La espada en la palabra

Latinoamérica, lo que somos


Latinoamérica, la nuestra, es una paleta de colores vivos y un volcán en perpetua erupción. Se renueva constantemente y es la misma hace milenios. Cromatismo que inspira los mejores conceptos a los idealistas y cantera de la que se puede extraer los mejores retazos de piedra para construir una catedral inmensa, Latinoamérica contiene las potencias y saberes más hermosos y profundos de todas las latitudes y hemisferios.

Creamos en el pensamiento de Todorov: «Uno puede descubrir a los otros en uno mismo». Apliquémoslo. Quien dijo que esta tierra se halla aislada porque sus bosques aún transpiran vapor tibio y primitivo, o porque sus montañas no permiten construir carreteras y tranvías, o porque todavía no concibe del todo la lógica del historicismo lineal europeo, quien dijo eso, se equivoca. Latinoamérica es, ha sido y será por muchos siglos más un centro de inteligencia y movimiento, extraño para el investigador europeo, sí, pero con un porvenir de maravilla y un destello que solamente nosotros los nativos podremos entender.

Y es que es cierto. Latinoamérica, al ser centro de variados tipos sociales y culturales, es un espejo lustroso para que el sociólogo y el antropólogo vean y luego estudien la realidad de una identidad que hasta ahora no está bien definida por la academia y la teoría. Al vernos a nosotros mismos, como si además de personas fuésemos también un espejo o un oráculo para descifrar nuestro propio porvenir, podemos ver las miserias humanas más tremendas, como la realidad de un mundo hambriento de riqueza que penetró las entrañas de la tierra roja del Potosí hasta dejarla empobrecida, la angurria del político que copó por varios años la silla de mando y el rencor humano de los hombres públicos que se pusieron trabas entre ellos mismos. Pero también podemos subir hasta las más altas cotas de la virtud a las que pueden llegar el espíritu y el altruismo, si echamos ojo a la mano trabajadora de los que levantaron la economía de los nuevos Estados independientes, a la fuerza del campesino que respeta su tierra y la trabaja y a los escritores que erigieron un tipo nuevo de literatura que hace honor a la erección de los pueblos de esta América.

Macondo, ese pueblo salido de la mente prodigiosa de García Márquez, ya no puede retratar el escenario de nuestros días.
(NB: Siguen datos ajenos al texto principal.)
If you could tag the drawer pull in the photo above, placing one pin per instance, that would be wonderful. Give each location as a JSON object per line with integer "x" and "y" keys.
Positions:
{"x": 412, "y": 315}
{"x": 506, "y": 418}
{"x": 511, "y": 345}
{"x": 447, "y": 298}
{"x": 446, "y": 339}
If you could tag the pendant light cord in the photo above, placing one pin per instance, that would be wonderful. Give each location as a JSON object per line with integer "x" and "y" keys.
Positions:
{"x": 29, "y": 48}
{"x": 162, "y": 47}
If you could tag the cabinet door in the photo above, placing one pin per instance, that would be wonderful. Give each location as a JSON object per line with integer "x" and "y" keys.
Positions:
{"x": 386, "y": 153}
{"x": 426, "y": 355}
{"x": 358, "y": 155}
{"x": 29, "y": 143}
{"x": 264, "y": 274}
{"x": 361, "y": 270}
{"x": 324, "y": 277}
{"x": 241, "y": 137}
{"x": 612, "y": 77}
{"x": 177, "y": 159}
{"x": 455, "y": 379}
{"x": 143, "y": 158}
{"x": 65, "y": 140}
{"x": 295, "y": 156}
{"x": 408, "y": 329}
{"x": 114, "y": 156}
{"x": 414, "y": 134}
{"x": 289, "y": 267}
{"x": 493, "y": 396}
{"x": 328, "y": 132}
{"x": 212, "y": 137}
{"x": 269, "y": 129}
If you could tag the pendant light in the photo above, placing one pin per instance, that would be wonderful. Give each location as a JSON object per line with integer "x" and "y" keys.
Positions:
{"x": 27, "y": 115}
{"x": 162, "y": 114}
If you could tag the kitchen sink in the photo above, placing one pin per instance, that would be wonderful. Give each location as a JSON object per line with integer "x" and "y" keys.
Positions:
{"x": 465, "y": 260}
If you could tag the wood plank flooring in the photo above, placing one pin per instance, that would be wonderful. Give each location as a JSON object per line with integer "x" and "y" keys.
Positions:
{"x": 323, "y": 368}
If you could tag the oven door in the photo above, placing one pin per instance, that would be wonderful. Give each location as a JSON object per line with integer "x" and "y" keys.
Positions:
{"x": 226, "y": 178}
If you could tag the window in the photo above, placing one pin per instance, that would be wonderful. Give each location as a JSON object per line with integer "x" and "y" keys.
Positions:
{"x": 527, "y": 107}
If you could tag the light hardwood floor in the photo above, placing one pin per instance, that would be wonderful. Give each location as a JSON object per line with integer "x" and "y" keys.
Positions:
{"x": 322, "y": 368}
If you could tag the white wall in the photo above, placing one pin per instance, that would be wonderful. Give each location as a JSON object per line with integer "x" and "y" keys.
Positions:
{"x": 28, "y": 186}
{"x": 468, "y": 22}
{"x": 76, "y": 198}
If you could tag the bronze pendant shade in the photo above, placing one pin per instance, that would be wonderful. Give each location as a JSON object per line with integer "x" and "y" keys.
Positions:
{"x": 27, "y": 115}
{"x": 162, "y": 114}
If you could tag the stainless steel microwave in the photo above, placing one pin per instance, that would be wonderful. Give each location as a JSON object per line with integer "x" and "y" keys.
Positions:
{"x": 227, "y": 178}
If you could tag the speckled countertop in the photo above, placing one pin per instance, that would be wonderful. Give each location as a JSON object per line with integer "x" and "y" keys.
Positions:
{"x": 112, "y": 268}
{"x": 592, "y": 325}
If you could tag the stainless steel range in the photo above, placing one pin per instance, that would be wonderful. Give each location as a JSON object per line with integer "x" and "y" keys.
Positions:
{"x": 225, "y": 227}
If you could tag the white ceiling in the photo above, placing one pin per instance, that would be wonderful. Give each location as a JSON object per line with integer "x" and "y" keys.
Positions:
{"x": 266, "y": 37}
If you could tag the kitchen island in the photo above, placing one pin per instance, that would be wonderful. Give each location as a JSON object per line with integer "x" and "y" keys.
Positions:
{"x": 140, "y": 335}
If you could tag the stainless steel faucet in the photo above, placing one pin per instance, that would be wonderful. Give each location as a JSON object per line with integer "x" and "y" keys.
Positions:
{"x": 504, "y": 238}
Hoy Latinoamérica es un contenedor de muchas fuerzas políticas opuestas entre sí. Es un todo, sí, y lo seguirá siendo, pero un todo con diversos elementos particulares que hay que analizarlos con cuidado. Es como si el conservadurismo estuviese resurgiendo. Es como si los nacionalismos estuviesen volviendo a cobrar fuerza. Es el signo del tiempo para un mundo que está volviéndose a ver frente a su destino: volver atrás para recuperar lo perdido. Con esto, sabemos que la historia dialéctica de Hegel y el historicismo lineal y materialista de Marx, no estaban en lo correcto, y que es la historia cíclica que nos enseñaron nuestros amautas la que vale para explicar el movimiento de los hechos.

Somos Hernán Cortés penetrando el cuerpo cobrizo de Marina. Somos la sirena y el charango tallados en el granito de San Lorenzo. Somos la teogonía de los Andes y el cristianismo de ultramar unidos en una sola fuerza de creencias. ¡Qué riqueza! Así, pues, lo somos todo: podemos descifrarnos en nosotros mismos y ver el mundo también.

La tarea ahora consiste en descubrir nuestra verdadera historia y, con ella, más de nuestra riqueza. Definir nuestra identidad común. Como decía Octavio Paz en La llama doble: «Desechar los disfraces, arrancar las máscaras. ¿Qué ocultan? ¿El rostro del presente? No, el presente no tiene cara. Nuestra tarea es, justamente, darle cara».